The extradural roots (most often S3) that are within the sacrum 'outside the dura' offer an alternative site for the electrodes. They are routinely implanted here by some surgeons in the Brindley procedure. This involves removing the bony roof of the sacrum (a laminectomy), which is routine practice.Our project investigates if we can estimate bladder pressure and volume using electrodes implanted at this extradural site, both acutely and chronically. We will use sheep for these experiments as the nerves are more like those in humans.

The conduction velocity of the sensory (myelinated) afferent fibres from mechanoreceptors of the genital region in sheep is ~41.4 m/s (+/- 14.7 m/s). This is similar to bladder afferents coding for pressure and volume information in humans, 38 and 41 m/s respectively.

We propose using a method we are developing called velocity selective recording (VSR) to discriminate between these signals. This method may make this possible without using nerve interfaces that are difficult and risky to implant.

The principle of VSR is based on the fact that action potentials (APs) propagate at specific velocities. And that these velocities are related to the nerve fibre function (for myelinated nerves).

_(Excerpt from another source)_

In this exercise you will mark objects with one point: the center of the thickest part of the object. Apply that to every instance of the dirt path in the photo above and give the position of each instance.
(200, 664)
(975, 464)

Recording the velocity spectrum of neural traffic will provide a signature relating the recorded signals to their function. It will also discriminate between afferent and efferent traffic on a mixed nerve, such as extradural bladder nerves. The method requires multi-electrode cuffs (MECs). We have used such devices with as many as 11 electrodes along the length of a nerve cuff.

We have established VSR as a powerful technique to analyse electrically evoked electroneurogram (ENG). We have further developed the method to measure the AP rate in a number of bands of propogation velocity. This is important as it allows us to measure the intensity of neural activity (e.g. bladder pressure) as well as identify the presence and origin of the signal.